The --depth option tells Git how deep it should go into the delta-chains to find usable deltas. The --window option tells Git the size of the object window it should use when each delta candidate compares itself against other deltas. Since the imported project has a deep history, setting these to a high value will increase the chances of Git finding great deltas. These options are difficult to explain without getting into pack heuristics, which I may cover in a future post.
After running git-repack, the size of the repository became 310 MB. This is a not a huge reduction from the original import, but it did reduce the number of packs to one and the process only took about three minutes. Furthermore, it ensures that future additions to the project will be built on top of a solid foundation of deltas.
Another command exists for doing what git-repack with all those options did, and that is git-gc --aggressive. It throws away all the old deltas and computes new ones from scratch. However, according to Linus, the --aggressive option does a very poor job of repacking. He also mentions that the command may be removed from the documentation.
Understanding Git
Again, I would like to explain Git's packing heuristics but to explain it properly, I would first have to explain about delta encoding and delta chains. Furthermore, about the only person who knows Git's packing heuristics in detail is Linus himself. Although I already have a general understanding of the heuristics, there is a lot of details that still throws me off.

3 Comments
Anonymous June 8, 2008 at 22:54
--aggressive doesn't do a BAD job, it just does a STANDARD job, and if you've generated a pack with high-compression options, it will throw that away and re-do it using standard compression, which can be annoying.
As for the depth and window options, http://vcscompare.blogspot.com/ has some useful benchmarks. Basically, past 100 or so, you get severely diminishing returns, and there's no real need to take depth past 50. Which is good because that affects decompression time.
Briefly, git builds a list of objects clustered by a similarity heuristic. Then it compares each file against the previous "window" files to see how large the delta is, and stores the smallest one.
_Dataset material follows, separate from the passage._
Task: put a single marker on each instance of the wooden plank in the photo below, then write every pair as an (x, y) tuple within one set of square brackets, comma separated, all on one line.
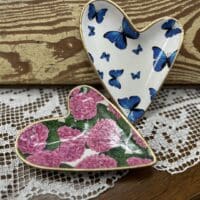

The file chosen to delta against may itself be stored delta-encoded, so when unpacking, you have to chase down the entire chain until you get to a file that's stored directly. This can make unpacking slow, so there's a limit on the maximum length of the chains, set by the --depth option.
Pieter June 9, 2008 at 07:17
Why is the Django repository on github ( http://github.com/tswicegood/django/tree ) only 19 MB? That one has 7391 revisions.
Did you tell git-svn to use branches and tags? (git-svn -s)? Otherwis you will get a really big repository, and especially working tree, with all the branches in it.
I think 320MB is a bit big for such a small project with only 7000 revisions, unless they put something like images in it (like the Webkit repo has). These must have been removed from the github repository then.
Ryan Coyner June 9, 2008 at 09:34
@Anonymous - Great find on the benchmark. I knew that there were diminishing returns, but didn't realize it was that severe.
@Pieter - Yes, I did use branches and tags. The 320MB is the entire repository, including branches and tags. If it was just the trunk, it would be significantly smaller like you said.